Le GPSO reste le plus gros plat de résistance des questions de mobilité vu de la Région et Alain Rousset s'est aussi naturellement penché sur la politique énergétique régionale. Avec là aussi un futur grand chantier qui suscite beaucoup d'intérêt : le gigantesque projet Horizéo, à Saucats, à 30 kilomètres au sud-ouest de Bordeaux, dans la forêt des Landes de Gascogne. Si l'ex-Aquitaine n'abrite aucun champ d'éoliennes, c'est sans doute le territoire du pays le mieux doté en production d'énergie photovoltaïque.
Avec 1.000 hectares de forêt à défricher, un investissement prévisionnel d'un milliard d'euros et une production attendue d'un gigawatt d'électricité, Horizéo se présente comme "une plateforme énergétique bas carbone" mais sera aussi à terme le plus grand parc photovoltaïque européen. Gigantisme qui a conduit la commune de Saucats à saisir en janvier 2021 la Commission nationale du débat public, qui a répondu favorablement à cette demande en juillet dernier et vient d'ouvrir le site du débat consacré à Horizéo.
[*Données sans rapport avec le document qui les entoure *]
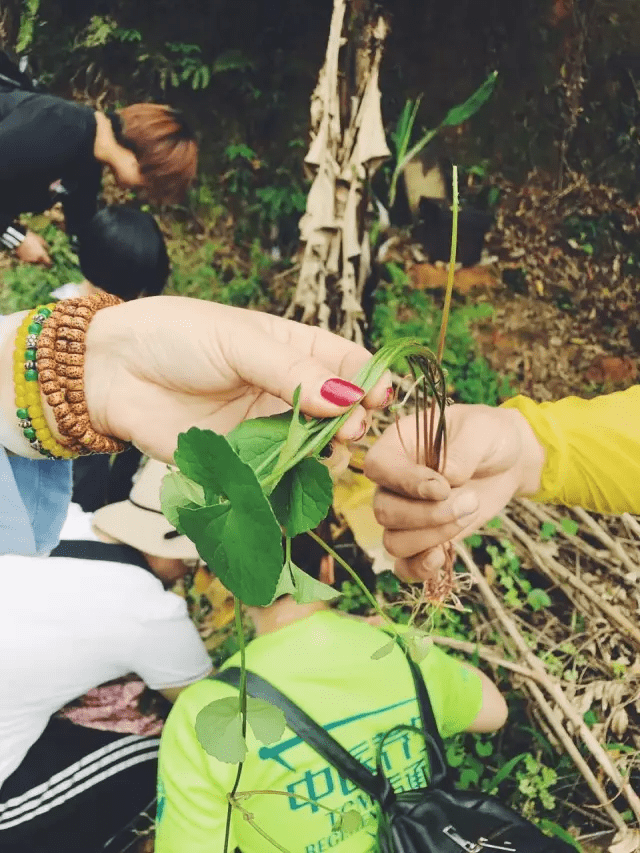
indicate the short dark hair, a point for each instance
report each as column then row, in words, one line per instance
column 122, row 250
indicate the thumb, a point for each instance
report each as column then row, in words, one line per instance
column 280, row 368
column 390, row 464
column 478, row 445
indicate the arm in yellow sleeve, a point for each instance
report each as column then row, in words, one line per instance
column 592, row 450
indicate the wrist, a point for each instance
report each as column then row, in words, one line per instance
column 11, row 437
column 532, row 455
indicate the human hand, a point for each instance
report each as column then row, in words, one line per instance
column 156, row 366
column 492, row 455
column 33, row 250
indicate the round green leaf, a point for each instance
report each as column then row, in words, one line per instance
column 303, row 496
column 219, row 730
column 178, row 491
column 267, row 722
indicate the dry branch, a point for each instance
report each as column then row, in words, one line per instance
column 558, row 696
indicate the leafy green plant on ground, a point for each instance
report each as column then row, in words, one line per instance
column 404, row 151
column 400, row 310
column 24, row 285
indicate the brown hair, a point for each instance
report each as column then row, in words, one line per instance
column 165, row 147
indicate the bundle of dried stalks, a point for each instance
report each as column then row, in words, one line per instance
column 347, row 146
column 591, row 634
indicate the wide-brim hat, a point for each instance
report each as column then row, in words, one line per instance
column 139, row 521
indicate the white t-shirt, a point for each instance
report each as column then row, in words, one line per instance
column 67, row 625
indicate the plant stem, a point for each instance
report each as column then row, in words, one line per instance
column 249, row 819
column 246, row 794
column 237, row 607
column 452, row 267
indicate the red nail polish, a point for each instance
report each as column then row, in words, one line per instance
column 363, row 431
column 341, row 393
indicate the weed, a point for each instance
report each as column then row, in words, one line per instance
column 26, row 285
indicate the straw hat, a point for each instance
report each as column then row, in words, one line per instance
column 139, row 521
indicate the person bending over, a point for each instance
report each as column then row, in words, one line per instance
column 121, row 251
column 321, row 659
column 54, row 150
column 90, row 613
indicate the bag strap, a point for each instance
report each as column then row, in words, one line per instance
column 110, row 552
column 309, row 731
column 316, row 736
column 439, row 775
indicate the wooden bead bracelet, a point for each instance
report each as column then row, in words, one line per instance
column 27, row 395
column 60, row 364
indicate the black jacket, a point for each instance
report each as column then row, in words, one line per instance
column 45, row 139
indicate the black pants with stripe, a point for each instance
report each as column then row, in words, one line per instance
column 75, row 789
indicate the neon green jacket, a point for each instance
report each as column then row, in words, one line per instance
column 323, row 662
column 592, row 450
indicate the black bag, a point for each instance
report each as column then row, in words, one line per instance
column 436, row 819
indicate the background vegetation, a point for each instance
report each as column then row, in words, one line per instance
column 567, row 99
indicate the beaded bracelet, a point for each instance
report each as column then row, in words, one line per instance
column 61, row 364
column 27, row 393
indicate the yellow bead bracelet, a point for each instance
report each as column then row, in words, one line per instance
column 27, row 391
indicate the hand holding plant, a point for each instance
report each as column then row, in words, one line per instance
column 492, row 455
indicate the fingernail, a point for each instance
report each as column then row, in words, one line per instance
column 432, row 561
column 388, row 397
column 341, row 393
column 363, row 431
column 327, row 451
column 464, row 504
column 433, row 489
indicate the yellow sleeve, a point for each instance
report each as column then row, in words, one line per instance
column 592, row 450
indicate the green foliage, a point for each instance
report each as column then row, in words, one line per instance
column 25, row 285
column 402, row 310
column 211, row 273
column 535, row 782
column 247, row 494
column 219, row 726
column 301, row 586
column 268, row 199
column 401, row 136
column 28, row 18
column 518, row 589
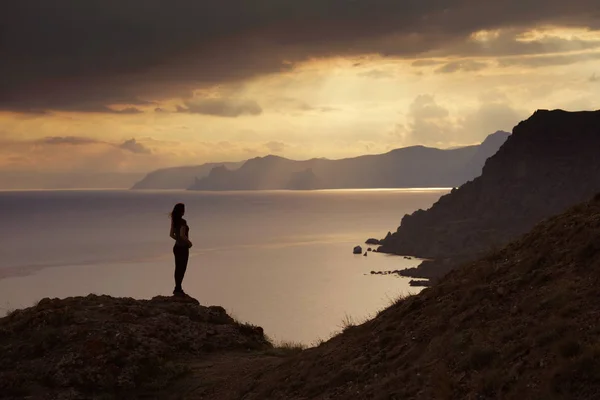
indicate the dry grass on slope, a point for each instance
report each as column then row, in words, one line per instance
column 522, row 323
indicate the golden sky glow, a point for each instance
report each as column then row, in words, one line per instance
column 330, row 106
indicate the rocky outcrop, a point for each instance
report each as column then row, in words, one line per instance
column 522, row 323
column 549, row 163
column 180, row 177
column 91, row 346
column 415, row 166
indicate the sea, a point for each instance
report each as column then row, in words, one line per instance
column 282, row 260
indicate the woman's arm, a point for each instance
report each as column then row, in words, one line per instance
column 183, row 235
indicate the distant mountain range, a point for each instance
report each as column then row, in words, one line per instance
column 179, row 177
column 416, row 166
column 549, row 163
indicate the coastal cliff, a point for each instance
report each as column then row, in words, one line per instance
column 550, row 162
column 415, row 166
column 521, row 323
column 105, row 347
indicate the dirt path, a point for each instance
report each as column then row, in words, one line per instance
column 222, row 376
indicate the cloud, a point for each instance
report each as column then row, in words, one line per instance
column 426, row 63
column 92, row 55
column 547, row 61
column 133, row 146
column 67, row 140
column 463, row 66
column 430, row 123
column 275, row 147
column 378, row 74
column 221, row 107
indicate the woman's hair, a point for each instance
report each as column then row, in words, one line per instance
column 177, row 213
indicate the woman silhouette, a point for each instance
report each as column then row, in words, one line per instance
column 180, row 232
Ce dernier a également mis en avant que la transition écologique est présente dans toutes les politiques développées par la Nouvelle-Aquitaine, une collectivité par ailleurs engagée dans la "dédieselisation" des transports. Alain Rousset a également souligné l'importance de l'économie circulaire, sujet qu'il a illustré par la réutilisation en Israël des eaux usées pour l'arrosage des cultures. Une chose encore impossible en France pour des raisons réglementaires et qui impose de mettre en place de systèmes adaptés d'épuration des eaux.
Il est également revenu sur les efforts déployés par l'exécutif régional en matière de formation d'ingénieurs, soulignant qu'après avoir doublé le nombre d'écoles supérieures pour rattraper le retard accumulé dans ce domaine, il faudrait encore le doubler pour imposer la région à un bon niveau. Sans oublier d'éclairer les dispositifs d'appuis aux entreprises mis en place par la Région pour faire de la Nouvelle-Aquitaine un territoire propice et attractif pour les innovateurs.
Le mot santé a été l'une des clés de son intervention de ce vendredi matin. Pour parler des créations d'écoles d'infirmières dans l'ex-Limousin mais aussi des besoins « énormes » en auxiliaires de vie. Thématique qui a rapproché Alain Rousset de l'actualité sanitaire.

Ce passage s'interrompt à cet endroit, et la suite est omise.